Lorène Carrère : Pour l’instant, on ne peut pas le mesurer, les délibérés datent de cette année. Mais il serait intéressant de se rapprocher de l’association des DRH des grandes collectivités. Personnellement, je le constate de façon empirique. Mon compte LinkedIn se transforme et le nombre d’annonces se multiplie : les collectivités n’arrivent plus à recruter ! La loi contraint les collectivités territoriales à passer aux 35 heures, or si le privé peut compenser la durée du temps de travail par un meilleur salaire, ce n’est pas le cas dans le public à cause de la limitation de la rémunération. Il n’y a donc plus aucun levier. C’est ça la difficulté : il y aura forcément un impact sur les recrutements, notamment de cadres qualifiés. C’était déjà le cas avant, car il y avait cette différence de rémunération mais on pouvait jouer sur la qualité de vie au travail (QVT). Ce n’est plus le cas aujourd’hui. Tout dernièrement encore, j’ai vu le directeur général d’un service d’une grande collectivité rejoindre le secteur privé alors que c’était un pur produit de l’administration, un haut cadre. Il est parti faire du consulting, et ce ne sera ni le premier, ni le dernier…
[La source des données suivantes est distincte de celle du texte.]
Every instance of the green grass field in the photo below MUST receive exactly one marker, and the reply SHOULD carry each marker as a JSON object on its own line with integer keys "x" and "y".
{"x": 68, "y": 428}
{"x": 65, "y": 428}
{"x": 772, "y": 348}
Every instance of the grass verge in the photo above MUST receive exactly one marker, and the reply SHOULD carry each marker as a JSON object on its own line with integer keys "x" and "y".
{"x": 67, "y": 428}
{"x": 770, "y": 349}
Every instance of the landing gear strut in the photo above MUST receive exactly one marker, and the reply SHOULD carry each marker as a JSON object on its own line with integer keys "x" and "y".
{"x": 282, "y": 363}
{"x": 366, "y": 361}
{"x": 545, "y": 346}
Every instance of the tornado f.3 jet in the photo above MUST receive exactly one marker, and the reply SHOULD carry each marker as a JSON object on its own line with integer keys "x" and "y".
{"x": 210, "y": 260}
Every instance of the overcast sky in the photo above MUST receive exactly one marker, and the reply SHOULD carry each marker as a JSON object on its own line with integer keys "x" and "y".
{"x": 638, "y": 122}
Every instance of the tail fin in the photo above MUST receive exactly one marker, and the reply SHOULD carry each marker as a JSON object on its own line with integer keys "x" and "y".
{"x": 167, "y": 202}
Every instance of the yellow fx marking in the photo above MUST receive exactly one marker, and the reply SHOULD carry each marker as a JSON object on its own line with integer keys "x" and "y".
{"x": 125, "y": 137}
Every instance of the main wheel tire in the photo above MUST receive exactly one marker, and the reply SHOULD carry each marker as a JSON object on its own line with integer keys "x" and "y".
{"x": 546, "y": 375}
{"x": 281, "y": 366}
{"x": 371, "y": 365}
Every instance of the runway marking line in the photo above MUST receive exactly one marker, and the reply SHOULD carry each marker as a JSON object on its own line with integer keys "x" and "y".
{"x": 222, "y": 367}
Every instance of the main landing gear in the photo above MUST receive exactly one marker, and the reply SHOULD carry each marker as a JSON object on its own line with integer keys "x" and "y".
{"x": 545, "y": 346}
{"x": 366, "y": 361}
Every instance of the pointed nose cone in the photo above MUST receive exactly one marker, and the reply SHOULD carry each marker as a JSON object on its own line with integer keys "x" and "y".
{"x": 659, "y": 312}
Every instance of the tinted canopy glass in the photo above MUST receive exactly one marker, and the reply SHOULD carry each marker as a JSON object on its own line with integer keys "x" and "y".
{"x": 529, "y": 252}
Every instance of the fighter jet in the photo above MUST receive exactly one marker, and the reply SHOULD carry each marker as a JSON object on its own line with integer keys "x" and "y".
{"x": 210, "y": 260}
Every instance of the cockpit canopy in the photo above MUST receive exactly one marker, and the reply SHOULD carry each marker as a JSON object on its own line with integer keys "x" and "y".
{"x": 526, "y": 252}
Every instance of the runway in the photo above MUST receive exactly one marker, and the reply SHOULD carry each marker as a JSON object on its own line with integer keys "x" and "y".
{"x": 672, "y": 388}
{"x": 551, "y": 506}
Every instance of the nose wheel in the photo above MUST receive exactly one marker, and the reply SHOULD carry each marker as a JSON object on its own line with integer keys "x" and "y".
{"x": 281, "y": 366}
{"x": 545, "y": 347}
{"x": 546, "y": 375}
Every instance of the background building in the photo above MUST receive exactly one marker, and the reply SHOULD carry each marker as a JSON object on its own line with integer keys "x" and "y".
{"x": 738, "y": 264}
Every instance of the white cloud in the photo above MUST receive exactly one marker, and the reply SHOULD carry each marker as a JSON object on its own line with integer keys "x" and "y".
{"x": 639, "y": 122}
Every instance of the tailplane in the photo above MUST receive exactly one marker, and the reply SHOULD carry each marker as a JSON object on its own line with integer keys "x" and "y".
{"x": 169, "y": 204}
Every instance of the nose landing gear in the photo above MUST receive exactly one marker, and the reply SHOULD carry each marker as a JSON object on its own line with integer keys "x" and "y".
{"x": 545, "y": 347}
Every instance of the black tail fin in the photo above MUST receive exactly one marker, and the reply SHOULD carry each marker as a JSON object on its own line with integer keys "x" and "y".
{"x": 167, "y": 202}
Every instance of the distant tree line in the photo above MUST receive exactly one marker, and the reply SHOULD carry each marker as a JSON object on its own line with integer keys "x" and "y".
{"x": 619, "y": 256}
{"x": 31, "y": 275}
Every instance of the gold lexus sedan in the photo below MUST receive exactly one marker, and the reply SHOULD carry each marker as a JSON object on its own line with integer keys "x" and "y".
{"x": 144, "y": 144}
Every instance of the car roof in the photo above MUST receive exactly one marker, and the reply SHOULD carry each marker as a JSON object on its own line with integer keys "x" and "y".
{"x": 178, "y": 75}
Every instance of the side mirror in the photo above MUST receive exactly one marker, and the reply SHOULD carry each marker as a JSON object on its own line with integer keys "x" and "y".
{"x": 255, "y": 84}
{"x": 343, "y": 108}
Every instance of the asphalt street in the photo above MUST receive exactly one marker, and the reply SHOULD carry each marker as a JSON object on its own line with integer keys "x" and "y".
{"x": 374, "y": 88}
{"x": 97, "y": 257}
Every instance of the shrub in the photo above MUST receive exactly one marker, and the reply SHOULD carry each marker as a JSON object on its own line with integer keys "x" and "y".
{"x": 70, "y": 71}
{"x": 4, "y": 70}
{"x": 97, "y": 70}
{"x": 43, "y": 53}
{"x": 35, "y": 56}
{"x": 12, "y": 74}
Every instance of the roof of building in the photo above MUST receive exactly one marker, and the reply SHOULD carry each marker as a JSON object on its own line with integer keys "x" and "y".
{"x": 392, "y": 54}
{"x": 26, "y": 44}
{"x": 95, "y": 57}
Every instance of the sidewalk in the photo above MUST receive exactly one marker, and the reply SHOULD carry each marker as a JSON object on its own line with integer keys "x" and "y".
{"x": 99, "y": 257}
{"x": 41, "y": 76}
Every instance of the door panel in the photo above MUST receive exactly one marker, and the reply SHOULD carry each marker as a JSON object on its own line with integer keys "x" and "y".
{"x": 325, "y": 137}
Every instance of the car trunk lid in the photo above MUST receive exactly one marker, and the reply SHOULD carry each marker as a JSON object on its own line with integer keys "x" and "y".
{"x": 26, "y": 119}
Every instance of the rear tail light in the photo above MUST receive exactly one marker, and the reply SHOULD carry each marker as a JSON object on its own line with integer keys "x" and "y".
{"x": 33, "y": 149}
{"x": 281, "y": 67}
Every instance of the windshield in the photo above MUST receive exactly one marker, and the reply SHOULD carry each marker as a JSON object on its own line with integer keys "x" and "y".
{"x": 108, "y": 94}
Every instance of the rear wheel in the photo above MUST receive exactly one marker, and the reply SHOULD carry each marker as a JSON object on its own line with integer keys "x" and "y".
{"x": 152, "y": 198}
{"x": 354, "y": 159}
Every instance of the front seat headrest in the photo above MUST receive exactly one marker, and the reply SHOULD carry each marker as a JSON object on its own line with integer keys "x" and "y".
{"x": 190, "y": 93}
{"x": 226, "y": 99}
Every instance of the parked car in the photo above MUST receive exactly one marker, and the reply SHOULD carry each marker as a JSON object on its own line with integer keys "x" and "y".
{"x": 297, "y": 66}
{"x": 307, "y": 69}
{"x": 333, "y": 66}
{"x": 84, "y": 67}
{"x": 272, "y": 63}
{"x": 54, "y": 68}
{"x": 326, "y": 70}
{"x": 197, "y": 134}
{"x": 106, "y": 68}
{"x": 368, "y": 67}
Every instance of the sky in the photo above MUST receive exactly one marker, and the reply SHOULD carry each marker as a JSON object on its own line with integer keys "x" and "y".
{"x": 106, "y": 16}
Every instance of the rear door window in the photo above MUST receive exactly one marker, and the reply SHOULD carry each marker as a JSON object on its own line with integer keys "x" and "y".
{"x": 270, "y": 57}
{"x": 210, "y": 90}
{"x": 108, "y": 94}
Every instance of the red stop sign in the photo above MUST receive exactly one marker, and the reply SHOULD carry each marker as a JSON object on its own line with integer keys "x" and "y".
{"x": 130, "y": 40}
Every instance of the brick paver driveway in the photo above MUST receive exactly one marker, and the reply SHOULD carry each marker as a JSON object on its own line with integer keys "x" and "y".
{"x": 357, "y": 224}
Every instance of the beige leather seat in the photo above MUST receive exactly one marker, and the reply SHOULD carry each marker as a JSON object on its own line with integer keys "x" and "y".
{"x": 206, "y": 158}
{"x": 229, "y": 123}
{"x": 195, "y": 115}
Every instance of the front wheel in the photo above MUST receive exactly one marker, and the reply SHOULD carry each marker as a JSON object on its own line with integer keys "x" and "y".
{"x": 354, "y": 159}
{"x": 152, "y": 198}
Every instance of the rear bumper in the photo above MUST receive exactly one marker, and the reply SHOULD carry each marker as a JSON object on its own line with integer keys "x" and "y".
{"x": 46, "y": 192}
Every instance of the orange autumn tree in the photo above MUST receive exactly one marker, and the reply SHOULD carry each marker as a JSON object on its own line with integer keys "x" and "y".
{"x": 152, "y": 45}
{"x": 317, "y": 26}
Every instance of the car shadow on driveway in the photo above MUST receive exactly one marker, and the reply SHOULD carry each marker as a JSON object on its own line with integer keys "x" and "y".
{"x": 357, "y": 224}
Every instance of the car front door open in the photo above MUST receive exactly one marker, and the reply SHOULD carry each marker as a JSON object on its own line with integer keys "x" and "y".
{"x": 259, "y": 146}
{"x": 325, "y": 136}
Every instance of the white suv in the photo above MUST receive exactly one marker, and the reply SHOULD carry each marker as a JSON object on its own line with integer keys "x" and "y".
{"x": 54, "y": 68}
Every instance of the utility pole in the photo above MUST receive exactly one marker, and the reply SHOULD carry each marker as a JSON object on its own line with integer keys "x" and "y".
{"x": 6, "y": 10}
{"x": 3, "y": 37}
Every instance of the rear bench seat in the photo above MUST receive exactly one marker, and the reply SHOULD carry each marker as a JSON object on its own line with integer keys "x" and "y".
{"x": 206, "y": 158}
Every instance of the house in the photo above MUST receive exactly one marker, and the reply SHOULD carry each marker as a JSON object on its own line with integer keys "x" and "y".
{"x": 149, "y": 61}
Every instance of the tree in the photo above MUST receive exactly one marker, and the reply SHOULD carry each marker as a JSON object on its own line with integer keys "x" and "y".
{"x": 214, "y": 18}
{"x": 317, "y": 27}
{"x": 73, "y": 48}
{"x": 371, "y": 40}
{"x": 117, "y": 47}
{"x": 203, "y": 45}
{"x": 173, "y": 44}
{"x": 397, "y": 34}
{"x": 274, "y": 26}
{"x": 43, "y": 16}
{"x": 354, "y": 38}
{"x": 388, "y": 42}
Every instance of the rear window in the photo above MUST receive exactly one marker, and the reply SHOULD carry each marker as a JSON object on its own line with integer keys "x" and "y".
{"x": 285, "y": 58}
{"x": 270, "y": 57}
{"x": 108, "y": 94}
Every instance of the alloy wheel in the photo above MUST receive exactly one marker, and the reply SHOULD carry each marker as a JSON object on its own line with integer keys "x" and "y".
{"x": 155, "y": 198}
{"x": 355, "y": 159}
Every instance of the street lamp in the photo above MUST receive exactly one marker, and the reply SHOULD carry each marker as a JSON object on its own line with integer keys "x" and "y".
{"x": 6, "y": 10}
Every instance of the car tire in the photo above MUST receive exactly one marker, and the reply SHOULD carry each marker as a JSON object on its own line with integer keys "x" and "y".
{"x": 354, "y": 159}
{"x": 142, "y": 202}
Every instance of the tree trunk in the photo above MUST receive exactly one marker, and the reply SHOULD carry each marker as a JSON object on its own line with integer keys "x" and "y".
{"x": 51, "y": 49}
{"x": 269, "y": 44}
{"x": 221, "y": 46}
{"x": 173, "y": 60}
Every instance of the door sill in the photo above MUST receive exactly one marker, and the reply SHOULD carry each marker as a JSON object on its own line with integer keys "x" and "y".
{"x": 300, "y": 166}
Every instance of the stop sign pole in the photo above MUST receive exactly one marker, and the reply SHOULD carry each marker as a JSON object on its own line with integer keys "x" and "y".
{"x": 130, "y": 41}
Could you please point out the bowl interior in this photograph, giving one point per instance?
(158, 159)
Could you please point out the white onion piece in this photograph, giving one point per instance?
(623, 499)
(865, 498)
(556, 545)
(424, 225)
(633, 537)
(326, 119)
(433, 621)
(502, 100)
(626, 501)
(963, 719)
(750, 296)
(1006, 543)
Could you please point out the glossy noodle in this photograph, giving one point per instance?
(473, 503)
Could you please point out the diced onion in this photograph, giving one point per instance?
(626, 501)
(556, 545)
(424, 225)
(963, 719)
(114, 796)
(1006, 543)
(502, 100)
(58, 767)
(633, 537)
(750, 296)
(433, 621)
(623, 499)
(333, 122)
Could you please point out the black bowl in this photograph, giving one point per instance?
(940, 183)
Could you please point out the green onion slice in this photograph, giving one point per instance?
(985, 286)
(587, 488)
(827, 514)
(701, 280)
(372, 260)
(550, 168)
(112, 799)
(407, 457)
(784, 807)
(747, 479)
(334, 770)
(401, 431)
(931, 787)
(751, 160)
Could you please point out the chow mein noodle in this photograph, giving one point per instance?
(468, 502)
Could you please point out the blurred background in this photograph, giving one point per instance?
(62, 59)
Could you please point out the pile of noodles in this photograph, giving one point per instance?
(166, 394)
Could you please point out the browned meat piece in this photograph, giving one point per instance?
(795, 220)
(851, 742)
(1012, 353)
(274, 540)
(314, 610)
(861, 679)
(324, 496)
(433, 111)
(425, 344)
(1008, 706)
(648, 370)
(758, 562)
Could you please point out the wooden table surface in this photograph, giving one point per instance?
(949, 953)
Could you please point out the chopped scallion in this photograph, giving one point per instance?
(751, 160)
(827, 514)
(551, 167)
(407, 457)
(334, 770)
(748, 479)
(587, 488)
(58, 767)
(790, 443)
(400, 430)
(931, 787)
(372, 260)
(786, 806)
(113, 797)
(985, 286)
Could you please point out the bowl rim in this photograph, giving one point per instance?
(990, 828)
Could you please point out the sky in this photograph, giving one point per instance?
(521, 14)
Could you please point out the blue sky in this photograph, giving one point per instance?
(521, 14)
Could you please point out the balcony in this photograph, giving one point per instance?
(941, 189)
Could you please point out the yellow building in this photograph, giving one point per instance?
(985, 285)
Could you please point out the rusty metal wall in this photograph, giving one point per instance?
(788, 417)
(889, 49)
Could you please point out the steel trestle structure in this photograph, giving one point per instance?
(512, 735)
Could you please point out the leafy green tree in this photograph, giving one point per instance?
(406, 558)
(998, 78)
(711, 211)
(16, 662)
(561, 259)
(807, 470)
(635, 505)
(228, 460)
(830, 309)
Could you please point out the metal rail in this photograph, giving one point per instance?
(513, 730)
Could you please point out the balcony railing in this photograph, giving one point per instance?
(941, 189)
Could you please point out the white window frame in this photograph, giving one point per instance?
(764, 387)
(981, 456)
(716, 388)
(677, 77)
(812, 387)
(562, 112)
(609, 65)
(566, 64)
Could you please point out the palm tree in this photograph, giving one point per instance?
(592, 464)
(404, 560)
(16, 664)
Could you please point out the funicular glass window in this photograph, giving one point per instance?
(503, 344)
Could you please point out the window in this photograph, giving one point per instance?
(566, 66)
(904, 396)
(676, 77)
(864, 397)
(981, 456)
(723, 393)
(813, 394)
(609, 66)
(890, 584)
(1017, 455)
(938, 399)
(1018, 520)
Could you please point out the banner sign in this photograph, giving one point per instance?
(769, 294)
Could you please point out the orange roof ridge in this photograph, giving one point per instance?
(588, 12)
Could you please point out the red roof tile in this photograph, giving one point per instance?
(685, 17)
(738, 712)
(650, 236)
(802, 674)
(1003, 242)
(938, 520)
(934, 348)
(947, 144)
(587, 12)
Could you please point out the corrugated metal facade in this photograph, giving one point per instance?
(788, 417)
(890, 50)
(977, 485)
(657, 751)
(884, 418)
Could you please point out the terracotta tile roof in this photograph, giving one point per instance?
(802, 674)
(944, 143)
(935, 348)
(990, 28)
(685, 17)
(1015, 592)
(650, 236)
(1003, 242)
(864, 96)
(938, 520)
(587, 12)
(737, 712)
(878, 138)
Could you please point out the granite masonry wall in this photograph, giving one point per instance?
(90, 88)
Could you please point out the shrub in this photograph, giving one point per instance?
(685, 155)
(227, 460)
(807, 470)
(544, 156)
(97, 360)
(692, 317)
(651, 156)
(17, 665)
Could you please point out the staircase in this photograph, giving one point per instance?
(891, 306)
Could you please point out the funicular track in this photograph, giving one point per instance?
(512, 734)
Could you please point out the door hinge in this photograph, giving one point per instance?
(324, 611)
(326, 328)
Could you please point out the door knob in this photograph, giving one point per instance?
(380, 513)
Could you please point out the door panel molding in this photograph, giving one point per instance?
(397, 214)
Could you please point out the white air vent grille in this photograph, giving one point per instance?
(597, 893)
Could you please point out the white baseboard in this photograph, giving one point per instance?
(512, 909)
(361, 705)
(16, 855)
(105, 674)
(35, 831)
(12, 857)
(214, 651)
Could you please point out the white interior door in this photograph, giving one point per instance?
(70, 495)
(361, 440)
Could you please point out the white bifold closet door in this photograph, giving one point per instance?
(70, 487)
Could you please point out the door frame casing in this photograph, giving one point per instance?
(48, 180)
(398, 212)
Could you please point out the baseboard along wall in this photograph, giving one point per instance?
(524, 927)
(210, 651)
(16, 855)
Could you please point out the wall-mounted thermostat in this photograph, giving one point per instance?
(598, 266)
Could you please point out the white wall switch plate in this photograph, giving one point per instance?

En plus, nous sortons d’une période de confinement où l’on a énormément demandé d’investissement aux services publics locaux. Alors imposer les 35 heures, c’est ne pas prendre en compte les difficultés qui vont nécessairement intervenir. Ne pas prendre en compte les services publics locaux qui sont en première ligne face à la population. Bien sûr, c’est leur vocation et leur plaisir. Mais, si l’on travaille dans une commune, et que les travaux de la chaussée ne sont pas terminés le jour J, l’usager est dans votre bureau dans les trois secondes ! Le rapport avec l’usager est très fort et très contraignant parfois. Si, en plus, on retire les arguments du temps de travail ou de la rémunération, c’est évident qu’il va être encore plus difficile de recruter.

Actu-Juridique : Comment va se poursuivre le débat sur les sujétions ?

Lorène Carrère : Les communes vont d’abord délibérer en définissant les sujétions et en leur attribuant les jours de congé correspondant. Le préfet va déférer. Disons que si les communes délibèrent le 1er décembre pour une application au 1er janvier, le préfet a deux mois pour déférer, donc ça ne sera pas effectif avant le 1er février. A priori, il va saisir le tribunal en référé donc il faut compter encore un mois supplémentaire. Au 1er mars, on aura les premières ordonnances, peut-être avant. C’est un drôle de rôle que l’on donne au tribunal administratif qui va devoir gérer le temps de travail des fonctionnaires territoriaux. C’est même une situation inédite.